A patch of ocean floor is being hailed as the card that could loosen China’s grip on the world’s high-tech guts. But if the bounty is locked six kilometers deep, who wins the race: the miners, the refiners, or the planet?

Six thousand meters beneath the Pacific, the research ship Chikyu has pinpointed a rare earth cache in Japan’s waters near Minami Torishima. Packed with dysprosium and yttrium for high-performance magnets, lasers and defense tech, the trove is counted in centuries, not years. For a nation that sources about 70% of its critical metals from China while Beijing controls 92% of refining, the strategic jolt is immediate. Officials in Tokyo tout resource security even as engineers wrestle with deep-sea costs and pressures, with industrial-scale trials due in 2027.

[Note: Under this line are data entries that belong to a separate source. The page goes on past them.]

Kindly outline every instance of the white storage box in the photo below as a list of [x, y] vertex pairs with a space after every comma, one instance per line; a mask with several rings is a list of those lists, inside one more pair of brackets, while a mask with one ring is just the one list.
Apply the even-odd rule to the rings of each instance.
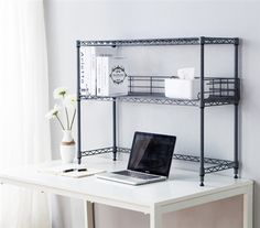
[[165, 97], [177, 99], [198, 99], [199, 79], [165, 79]]

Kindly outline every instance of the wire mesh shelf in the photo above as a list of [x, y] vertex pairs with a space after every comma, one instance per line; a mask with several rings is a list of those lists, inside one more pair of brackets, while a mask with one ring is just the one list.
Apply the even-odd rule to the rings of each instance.
[[[116, 148], [117, 153], [130, 153], [130, 149], [128, 148]], [[113, 148], [102, 148], [102, 149], [96, 149], [96, 150], [89, 150], [89, 151], [83, 151], [82, 156], [89, 156], [89, 155], [97, 155], [97, 154], [104, 154], [104, 153], [112, 153]], [[187, 154], [173, 154], [174, 160], [181, 160], [186, 162], [201, 162], [199, 156], [195, 155], [187, 155]], [[235, 162], [228, 161], [228, 160], [219, 160], [219, 159], [210, 159], [210, 158], [204, 158], [204, 162], [207, 164], [213, 164], [213, 166], [205, 167], [205, 174], [207, 173], [214, 173], [218, 171], [229, 170], [235, 167]]]
[[160, 46], [160, 45], [199, 45], [238, 44], [237, 37], [175, 37], [143, 40], [78, 41], [79, 46]]
[[[129, 93], [126, 96], [97, 97], [80, 96], [83, 100], [111, 101], [117, 99], [124, 102], [197, 106], [201, 105], [201, 96], [197, 99], [176, 99], [164, 96], [164, 79], [172, 76], [129, 76]], [[240, 82], [236, 78], [205, 77], [204, 105], [224, 106], [239, 101]]]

A discovery that could change the game

On 02/22/2026, Japan pulled back the curtain on a vast trove of rare earth elements that could satisfy more than 700 years of global demand. The deposit sits near Minami Torishima, inside Japan’s exclusive economic zone, far from usual trade bottlenecks. Beyond economics, the revelation carries weighty strategic meaning. Indeed, it could rewire supply chains and recalibrate regional power.

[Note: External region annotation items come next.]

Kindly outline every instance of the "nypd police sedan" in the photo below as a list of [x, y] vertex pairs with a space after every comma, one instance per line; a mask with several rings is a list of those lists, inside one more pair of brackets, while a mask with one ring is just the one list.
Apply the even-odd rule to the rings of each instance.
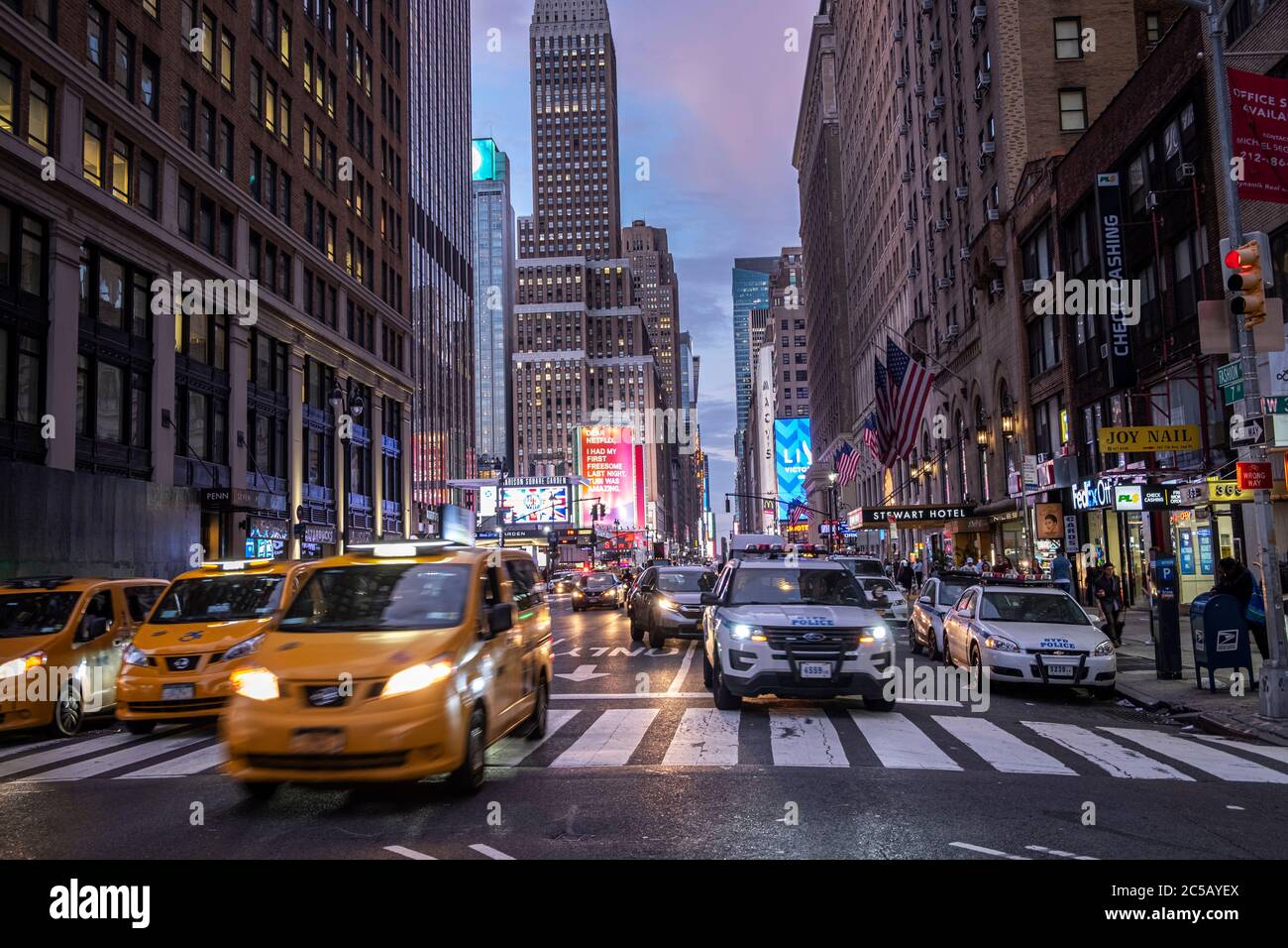
[[768, 694], [894, 707], [884, 691], [894, 637], [841, 564], [748, 552], [729, 561], [702, 602], [702, 677], [717, 708]]
[[974, 586], [944, 619], [944, 659], [996, 681], [1081, 685], [1113, 693], [1114, 646], [1063, 589]]

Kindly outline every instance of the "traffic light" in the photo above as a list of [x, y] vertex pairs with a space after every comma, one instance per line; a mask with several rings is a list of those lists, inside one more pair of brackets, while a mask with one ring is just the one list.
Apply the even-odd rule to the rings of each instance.
[[1234, 294], [1230, 312], [1243, 316], [1245, 329], [1252, 329], [1266, 319], [1266, 289], [1274, 286], [1274, 277], [1264, 270], [1270, 262], [1270, 241], [1265, 233], [1249, 233], [1243, 246], [1221, 241], [1221, 266], [1225, 286]]

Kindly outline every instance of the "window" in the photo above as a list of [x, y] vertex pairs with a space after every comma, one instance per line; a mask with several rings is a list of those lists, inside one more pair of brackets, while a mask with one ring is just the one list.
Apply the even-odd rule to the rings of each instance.
[[81, 161], [85, 181], [95, 187], [103, 187], [103, 123], [88, 114], [85, 115]]
[[[3, 81], [0, 81], [0, 85], [3, 85]], [[3, 98], [3, 92], [0, 92], [0, 98]], [[3, 108], [4, 106], [0, 103], [0, 111]], [[48, 155], [53, 126], [54, 90], [48, 84], [32, 76], [31, 86], [27, 90], [27, 143], [41, 155]]]
[[1060, 90], [1060, 130], [1082, 132], [1087, 128], [1087, 90]]
[[13, 134], [18, 124], [18, 63], [0, 55], [0, 132]]
[[1060, 17], [1055, 21], [1055, 58], [1082, 58], [1082, 18]]
[[85, 58], [98, 70], [100, 79], [107, 79], [107, 14], [98, 4], [91, 3], [85, 14]]

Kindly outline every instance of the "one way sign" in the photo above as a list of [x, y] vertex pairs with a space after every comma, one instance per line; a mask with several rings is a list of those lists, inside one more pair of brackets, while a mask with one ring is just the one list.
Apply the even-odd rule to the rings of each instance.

Details hidden beneath the ocean

The research vessel Chikyu led the mission, retrieving sediment rich in rare earths from roughly 6,000 meters below the surface. The cache is believed to be entirely within Japanese waters, conferring exclusive rights and a clearer regulatory path. If early estimates hold, Japan could enter the top 3 for rare earth reserves, a sharp pivot in its resource strategy (and a rare degree of control at sea).

Economic and geopolitical ripple effects

Today, Japan relies on China for about 70% of critical rare earth metals, while China refines an estimated 92% of global supply. That imbalance has long pressured automakers, defense primes, and electronics leaders. Tokyo now sees a path to dilute that leverage. Prime Minister Sanae Takaichi framed the find as a chance to build resilient supply chains and cut excessive dependency.

The treasure beneath: dysprosium and yttrium

Two elements anchor the strategic promise, each central to energy and defense systems that define modern industry.

Dysprosium: Used in high-performance magnets for EV motors, wind turbines, and missiles; reserves could cover 730 years of global demand.
Yttrium: Key to lasers, displays, and defense tech; deposits may meet 780 years of worldwide use.

Challenges ahead in a fragile ecosystem

Extracting minerals at 6 km depth pushes engineering and environmental limits. The pressures are extreme, power needs are high, and seabed habitats remain poorly understood. Japan plans industrial-scale tests by 2027, yet public scrutiny is growing. As geologist Aurore Stéphant notes (in interviews critical of deep-sea mining), long-term ecological costs must be weighed against resource security and market gains. The world will be watching how Japan proceeds.